Segnali confusi però in mezzo a molti altri segnali, non sbagliati in se stessi, ma il cui forte rumore mediatico finisce per coprire i primi:
• la "smart-city", sistema tecnologico fors’anche utile, ma di secondo o terzo livello, solo software, quando la città invece è hardware, è forma delle varie parti relazionate tra loro. Una città funziona se la sua forma è giusta e i sistemi tecnologici sono utili supporti che, da soli e in presenza di una forma non idonea, poco o niente possono risolvere. Al pari di una abitazione, in cui ciò che conta è il tipo, gli spazi interni che la definiscono, la materia con cui è costruita, non gli impianti, avanzati quanto si vuole, ma che possono essere cambiati o migliorati in ogni momento.
•la città “sostenibile” o “green”, concetto generico entro cui ci sta tutto e il suo contrario. Non è certamente sostenibile per la sola presenza di un po' fotovoltaico, è sostenibile se il risparmio energetico deriva dalla sua forma, cioè se è pedonabile non per decreto del Sindaco ma perché è compatta ed è possibile accedere alla gran parte delle funzioni di uso quotidiano senza la necessità dell’auto.

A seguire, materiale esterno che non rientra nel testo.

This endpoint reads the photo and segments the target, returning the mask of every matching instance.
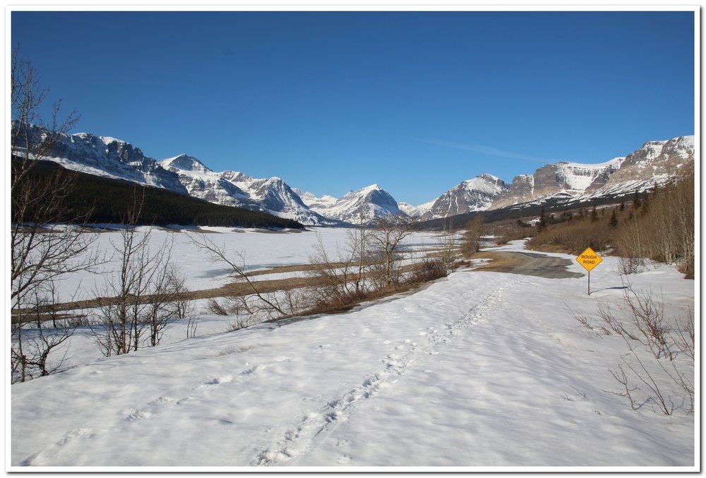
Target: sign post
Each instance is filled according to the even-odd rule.
[[[591,270],[603,262],[603,259],[596,253],[595,251],[587,247],[586,250],[576,258],[576,261],[588,271],[588,294],[591,295]]]

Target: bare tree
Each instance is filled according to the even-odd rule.
[[[38,73],[29,61],[20,58],[18,50],[12,54],[11,90],[11,367],[19,371],[13,374],[12,380],[24,381],[34,376],[29,373],[31,367],[38,368],[41,374],[54,371],[46,364],[49,352],[56,347],[52,344],[64,342],[72,330],[39,323],[38,338],[30,347],[23,343],[28,337],[23,328],[42,321],[45,315],[40,310],[52,309],[56,281],[68,274],[92,270],[100,261],[97,253],[87,253],[96,236],[81,227],[86,217],[73,213],[66,205],[76,188],[76,174],[60,168],[48,174],[36,174],[37,162],[73,127],[78,116],[72,112],[60,119],[61,103],[56,102],[49,122],[44,122],[40,109],[48,91],[41,89]],[[28,350],[32,347],[44,357],[39,364],[30,363]]]
[[[117,273],[96,294],[101,297],[92,333],[107,357],[158,345],[164,330],[179,316],[175,301],[183,299],[179,295],[183,291],[175,289],[171,280],[179,275],[172,263],[173,238],[155,251],[150,246],[152,229],[138,230],[143,201],[144,192],[136,196],[120,240],[111,241]]]
[[[378,267],[377,280],[383,287],[396,286],[400,282],[402,243],[412,234],[412,225],[401,217],[388,215],[373,221],[371,229],[369,254]]]
[[[463,234],[462,252],[466,257],[470,257],[481,250],[481,238],[486,234],[487,227],[483,224],[483,218],[476,216],[466,225]]]
[[[237,282],[245,283],[251,292],[249,294],[235,294],[227,297],[228,304],[225,307],[220,306],[217,301],[213,303],[210,306],[220,309],[229,315],[244,313],[251,316],[246,321],[248,325],[272,320],[292,313],[293,311],[286,304],[280,304],[276,294],[264,294],[258,290],[244,271],[244,254],[242,252],[234,253],[242,263],[240,265],[236,262],[237,259],[234,257],[227,253],[225,244],[219,246],[205,234],[191,235],[190,237],[196,246],[208,253],[214,262],[227,265],[230,279]]]

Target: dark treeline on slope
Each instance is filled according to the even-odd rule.
[[[675,183],[655,186],[619,204],[565,211],[542,211],[528,246],[580,253],[587,246],[629,261],[630,269],[645,258],[676,263],[687,277],[695,273],[694,172],[687,168]]]
[[[68,172],[56,163],[40,161],[30,169],[25,179],[49,184],[52,177],[61,172]],[[141,200],[144,194],[138,220],[140,225],[304,229],[301,224],[294,220],[260,211],[213,204],[166,189],[121,179],[76,172],[69,174],[76,174],[76,187],[71,196],[62,200],[65,222],[80,217],[86,223],[123,222],[136,198]]]

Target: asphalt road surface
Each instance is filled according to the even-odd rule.
[[[551,257],[535,252],[499,251],[481,253],[476,257],[491,259],[491,261],[475,268],[474,270],[535,275],[548,279],[566,279],[585,275],[567,270],[567,267],[573,263],[570,259]]]

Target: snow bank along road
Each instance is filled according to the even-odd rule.
[[[11,465],[693,467],[694,415],[606,392],[625,342],[566,310],[615,304],[615,268],[593,271],[590,297],[580,278],[457,272],[348,313],[16,384]],[[632,280],[661,284],[668,313],[693,304],[673,268]]]

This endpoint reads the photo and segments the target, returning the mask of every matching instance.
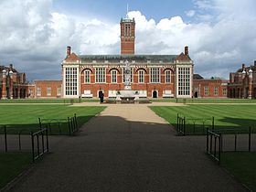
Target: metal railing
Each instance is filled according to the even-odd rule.
[[[220,163],[221,154],[221,133],[214,133],[208,130],[207,132],[207,154],[213,157],[214,160]],[[217,146],[218,145],[218,146]]]
[[[3,135],[4,135],[4,148],[5,152],[8,152],[9,150],[13,151],[14,147],[11,147],[11,149],[9,149],[9,145],[8,145],[8,131],[12,130],[12,131],[16,131],[16,128],[11,127],[8,128],[6,127],[6,125],[4,125],[2,127],[4,129],[3,132]],[[30,145],[30,147],[26,148],[26,151],[27,150],[31,150],[32,153],[32,161],[35,162],[37,158],[39,158],[40,156],[42,156],[44,154],[48,152],[48,129],[41,129],[39,131],[32,131],[33,129],[21,129],[19,130],[17,134],[13,134],[13,133],[9,133],[10,135],[13,136],[18,136],[18,140],[13,140],[14,142],[17,142],[18,143],[18,151],[22,151],[24,149],[22,149],[22,143],[21,143],[21,137],[22,135],[27,137],[27,146]],[[29,134],[25,135],[22,134],[23,132],[30,132],[30,139],[29,139]],[[30,144],[31,142],[31,144]],[[16,144],[13,144],[13,146]],[[15,150],[16,151],[16,150]]]
[[[205,134],[209,127],[214,130],[214,117],[212,118],[187,118],[177,113],[176,131],[179,135]]]
[[[36,144],[35,144],[35,138]],[[45,141],[46,139],[46,141]],[[48,129],[42,129],[36,133],[31,133],[32,160],[35,162],[40,156],[48,152]],[[36,151],[35,151],[36,149]]]
[[[223,138],[224,135],[229,136],[234,135],[234,145],[232,149],[229,147],[223,149]],[[248,134],[248,152],[251,149],[251,128],[248,129],[221,129],[221,130],[208,130],[207,132],[207,154],[209,155],[213,159],[220,163],[220,156],[222,152],[228,151],[241,151],[238,150],[238,135]],[[231,142],[229,142],[232,145]],[[243,150],[244,151],[244,150]],[[247,151],[247,150],[246,150]]]
[[[68,117],[67,119],[42,119],[38,118],[38,123],[40,129],[47,128],[51,134],[53,129],[57,127],[59,133],[63,133],[63,127],[68,125],[69,134],[73,135],[75,132],[78,131],[77,115],[74,114],[73,117]],[[61,131],[62,130],[62,131]]]

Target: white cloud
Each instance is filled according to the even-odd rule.
[[[196,11],[195,11],[195,10],[189,10],[189,11],[187,11],[187,12],[186,12],[186,15],[187,15],[187,16],[189,16],[189,17],[194,16],[195,14],[196,14]]]
[[[179,16],[156,23],[140,11],[129,12],[136,22],[136,53],[179,54],[187,45],[196,72],[208,77],[227,78],[241,62],[256,59],[254,0],[194,2],[197,10],[187,15],[199,18],[197,23],[187,23]],[[2,64],[13,62],[31,79],[59,79],[66,46],[79,54],[120,53],[119,23],[81,21],[54,13],[51,6],[51,0],[0,2]]]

In questi segnali non è difficile leggere il marchio delle lobbies industriali e commerciali che hanno tutta la convenienza a lasciare le cose come stanno, cioè a conservare la morta città attuale, per vendere i loro prodotti salvifici. Il mondo della cultura urbanistica non deve lasciarsi distrarre da queste idee, continuamente e ossessivamente veicolate dai media, che allontanano la ricerca della soluzione, per cadere ancora una volta nella trappola tecnicistica, dopo quella dello zoning che favoriva prima e adesso obbliga all’uso esclusivo e massiccio dell’auto.